Store(s) could not be forwarded to load(s) due to alignment problems, which can cause a stall the length of the pipeline. Note: Using the latest compilers from Microsoft or Intel will usually decrease or eliminate these types of events.
For systems with the Hyper-Threading Technology enabled or multi-processor systems, the estimated impact represents the total processor time impact (added across all logical/physical processors on the system), and not the "wall-clock" time impact. Therefore, on a system with the Hyper-Threading Technology enabled or multi-processor system, it is quite possible to see an insight having an impact greater than the workload wall-clock run time. Note that on a UP system, processor time is the same as wall-clock time.

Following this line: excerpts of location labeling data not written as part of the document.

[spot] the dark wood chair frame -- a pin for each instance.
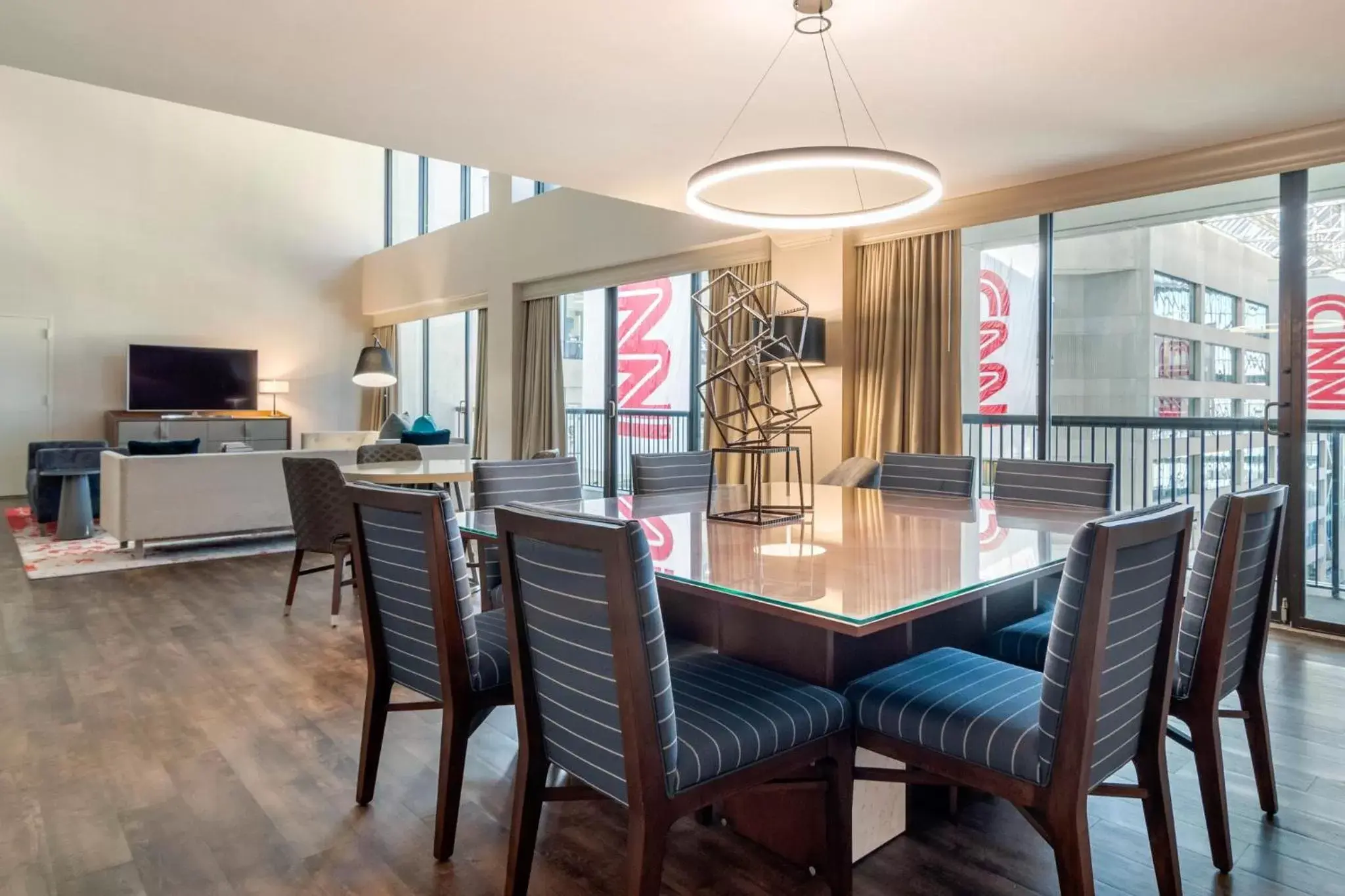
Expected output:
(825, 762)
(1200, 708)
(1057, 811)
(341, 554)
(464, 708)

One of the ways that the Intel(R) Pentium(R) 4 processor is able to achieve high performance is to optimistically assume that a condition holds which could lead to greater performance. One way it does this is to predict a branch's outcome and speculatively execute down one path before the branch is resolved. Another is to execute some memory operations out of order. There are some memory-related performance monitoring events that count speculative actions as well as non-speculative actions, and therefore produce larger counts than they would without including speculative actions. Executing memory operations out of order leads to more speculative actions (that are counted as events), which may lead to a larger count than what would be obtained if this speculation had not occurred. For example, consider the case where the processor tries to speculatively execute a load out of order. Suppose the processor has the wrong load address because the code is doing pointer chasing and the processor does not yet have the right address. If the load causes a store-forwarding violation, the Mob Load Replays Retired event increments. Because of the speculation, there was a Mob Load Replays Retired event that would not occur without the speculation. This speculation appears as an over-counting condition when viewed from an architectural perspective. The instruction reportedly experienced a violation of store-forwarding because of speculative activity, even though it would not have experienced a store-forwarding violation without the speculation. In fact, it is an accurate representation of what is happening at the microarchitectural level: this instruction did cause a store-forwarding violation.
Counter dependencies:
This insight is dependent on the following performance counter function:
Store Forward Performance Impact = ((MOB Loads Replays
Retired*50)/Clockticks)*100
low value: 0.2
high value: 2
This insight is relevant when Store Forward Performance Impact is high.